First Crocus ~ Last Snow ~ New Roof: resisting oppressors is how we roll
- Dina Stander

- 17 hours ago
- 2 min read

photo by Valentin Hintikka @ UnSplash
On the 7th of April and, despite a half inch of late snow thats stuck and no sun to melt it off, there is a roofing crew on the top of my house scraping off old shingles and setting new ones. Its a one-day roof job, they'll be done in a few hours. I'm amazed at how swiftly they can come and go, and clean it all up too. The crew is not english speaking, I'm grateful for their labor and more grateful they can work on a dirt road in the woods that ICE won't be patrolling today. Times are strange.
This week I sat at a Seder set outside on the deck where a child brought the first handful of daffodils for us to savor, flowers for the table. On the ritual plate we placed the expected offerings, an egg and roasted bone, charoset and bitter herbs, an orange for women and this year a pomegranate for Palestine. I meant to bring a whistle for the plate to represent our resistance and since I forgot it we all pursed our lips for a blow and loosed some levity to the wind. Because, millennia upon millennia, resisting oppressors is how we roll. Freedom rises.
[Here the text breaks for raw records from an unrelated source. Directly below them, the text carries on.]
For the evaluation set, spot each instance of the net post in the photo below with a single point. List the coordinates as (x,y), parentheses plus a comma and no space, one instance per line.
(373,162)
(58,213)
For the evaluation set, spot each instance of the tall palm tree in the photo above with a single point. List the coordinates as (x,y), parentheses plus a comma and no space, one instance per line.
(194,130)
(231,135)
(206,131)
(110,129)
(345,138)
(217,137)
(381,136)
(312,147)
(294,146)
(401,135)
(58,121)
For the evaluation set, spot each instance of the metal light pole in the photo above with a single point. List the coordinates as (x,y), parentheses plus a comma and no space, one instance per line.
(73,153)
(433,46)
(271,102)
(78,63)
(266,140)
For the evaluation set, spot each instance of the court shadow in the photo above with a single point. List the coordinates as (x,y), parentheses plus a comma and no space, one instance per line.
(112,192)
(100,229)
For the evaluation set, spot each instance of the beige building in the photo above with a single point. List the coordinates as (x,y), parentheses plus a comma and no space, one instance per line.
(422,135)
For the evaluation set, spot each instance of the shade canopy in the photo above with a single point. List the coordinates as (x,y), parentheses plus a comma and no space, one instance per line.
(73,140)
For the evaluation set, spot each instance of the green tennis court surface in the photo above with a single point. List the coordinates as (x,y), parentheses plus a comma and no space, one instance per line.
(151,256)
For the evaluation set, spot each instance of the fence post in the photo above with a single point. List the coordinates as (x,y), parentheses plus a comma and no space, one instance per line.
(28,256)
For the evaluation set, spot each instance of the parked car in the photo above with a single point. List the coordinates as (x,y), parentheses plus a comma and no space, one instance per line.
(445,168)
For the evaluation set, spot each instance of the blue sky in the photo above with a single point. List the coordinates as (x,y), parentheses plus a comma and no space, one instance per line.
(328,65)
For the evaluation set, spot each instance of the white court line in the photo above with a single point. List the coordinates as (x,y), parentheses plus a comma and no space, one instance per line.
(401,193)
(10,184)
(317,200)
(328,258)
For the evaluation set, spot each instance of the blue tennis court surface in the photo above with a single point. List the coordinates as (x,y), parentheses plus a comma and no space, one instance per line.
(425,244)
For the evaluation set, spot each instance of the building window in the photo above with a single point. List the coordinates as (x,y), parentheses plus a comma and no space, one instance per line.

At work this morning I text with a daughter traveling with her children to retrieve her mother's cremated remains. I text with a son whose father has cancer with an ending coming into sight. I text with an old woman whose resolving pneumonia has compounded her urgency to complete advance directives. Later, on the way to deliver a shroud, I'll pass the roadside altar placed where a friend died and find myself asking her ghost (again) what she wants me to say when I convene her celebration of life a month or so from now. And all of this, every sacred step of it, is couched in the excruciating awareness that my own mother, at 95, is walking with steady courage through her own end-of-days.
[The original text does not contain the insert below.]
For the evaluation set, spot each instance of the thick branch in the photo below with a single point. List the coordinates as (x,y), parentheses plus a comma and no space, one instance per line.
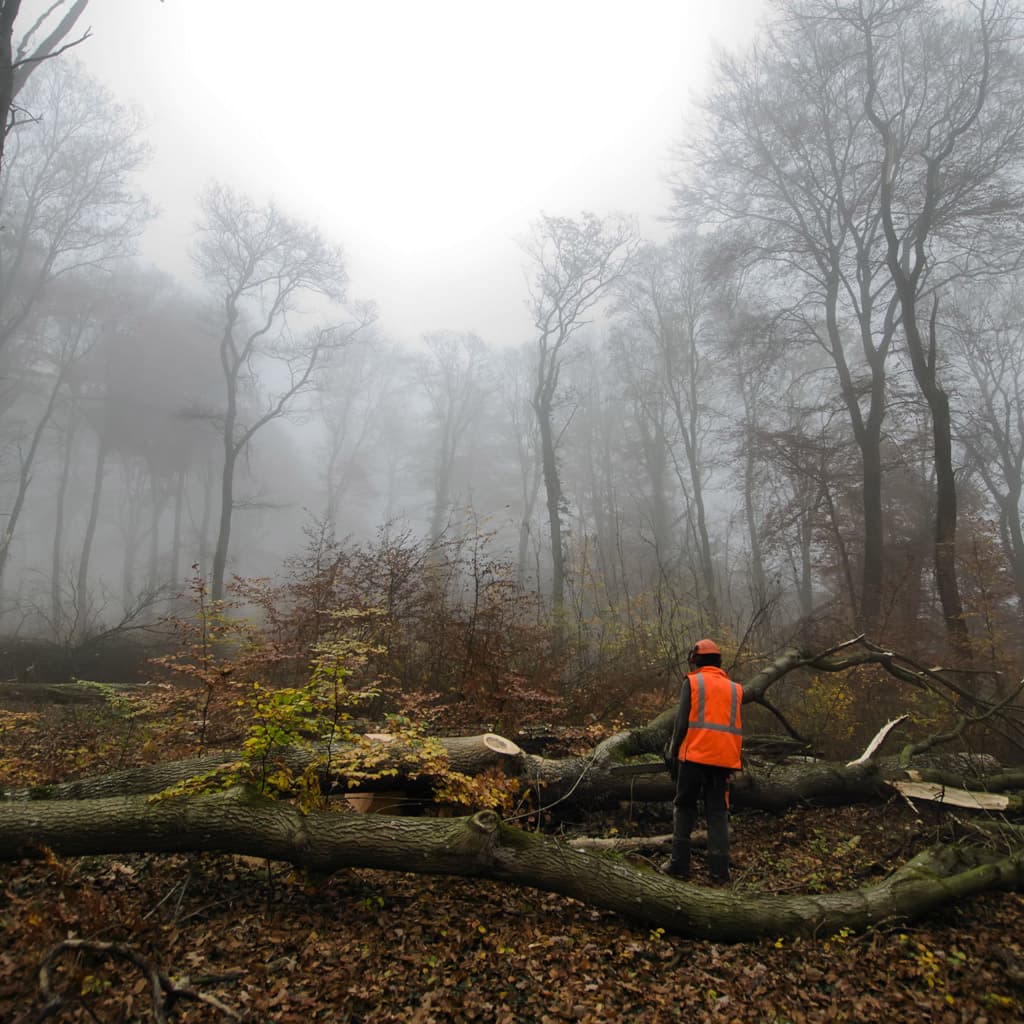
(481,847)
Like I said, times are strange.
Yesterday I glimpsed the first crocus as I dashed to the car. First to bloom (along with the snow drops) they're tucked in under the witch hazel, which is the last thing in the yard that blooms in autumn. This morning the blossoms are closed tight, hiding from the weather. Tomorrow, when the sun's rays glance off the new shingles on the roof, they will open to meet all the new day brings. From here, the future looks like a shit show that is unlikely to resolve in my lifetime. But I take heart because even when we have to bloom in the snow, as history teaches us millennia upon millennia, freedom rises.